Given his past speeches and profile, Sakurai seems to be close to what Abe and Kuroda are seeking for their reflationary policy, UBS Group Japan economist Daiju Aoki said.
Sakurai, whose views on monetary policy are little known, graduated with a bachelor’s degree in economics from Chuo University in 1970 and started working at the Export-Import Bank of Japan in 1976, according to a government biography obtained by Bloomberg.
He was a researcher at Yale University’s Economic Growth Center in the early 1980s, and then was at the Japanese Ministry of Finance’s policy research institute. From 1992, he was head of the international finance research center at what is now the MS&AD Research Institute. In 2007, he founded Sakurai and Associates.
Sakurai could join the board for the April 27-28 policy meeting.
Abe will have an opportunity to further shape the board in June, with former bank executive Koji Ishida’s term coming to an end. Kuroda was handpicked by Abe, along with the two deputy governors and two other board members.

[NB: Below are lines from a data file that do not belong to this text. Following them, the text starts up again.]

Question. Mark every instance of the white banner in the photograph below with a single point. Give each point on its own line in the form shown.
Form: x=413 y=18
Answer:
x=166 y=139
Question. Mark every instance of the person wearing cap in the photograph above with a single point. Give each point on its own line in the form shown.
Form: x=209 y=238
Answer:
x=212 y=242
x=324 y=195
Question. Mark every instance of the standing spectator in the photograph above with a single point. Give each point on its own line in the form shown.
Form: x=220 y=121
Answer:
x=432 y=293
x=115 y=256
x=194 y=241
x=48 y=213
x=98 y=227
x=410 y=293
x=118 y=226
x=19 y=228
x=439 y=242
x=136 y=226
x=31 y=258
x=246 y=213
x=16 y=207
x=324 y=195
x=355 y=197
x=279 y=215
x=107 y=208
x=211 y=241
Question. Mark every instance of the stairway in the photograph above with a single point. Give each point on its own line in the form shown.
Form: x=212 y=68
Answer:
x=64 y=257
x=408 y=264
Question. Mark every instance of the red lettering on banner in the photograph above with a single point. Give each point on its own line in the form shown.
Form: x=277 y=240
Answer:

Although Kuroda continues to show confidence that Japan will reach the inflation target, consumer prices are hovering near zero, with the governor mainly blaming that on the sharp decline in energy prices.
The BOJ surprised markets in January by adopting a negative rate strategy, aiming to drive yields down and stimulate lending and the economy. The move was intended to counter risks generated by volatile financial markets, falling oil prices and uncertainty over emerging nations like China, the bank said.
The policy has generated criticism and confusion, with lawmakers in Japan summoning Kuroda for questioning a record number of times last month and Eurogroup President Jeroen Dijsselbloem expressing concern about negative rates at the G20 meeting in Shanghai last week.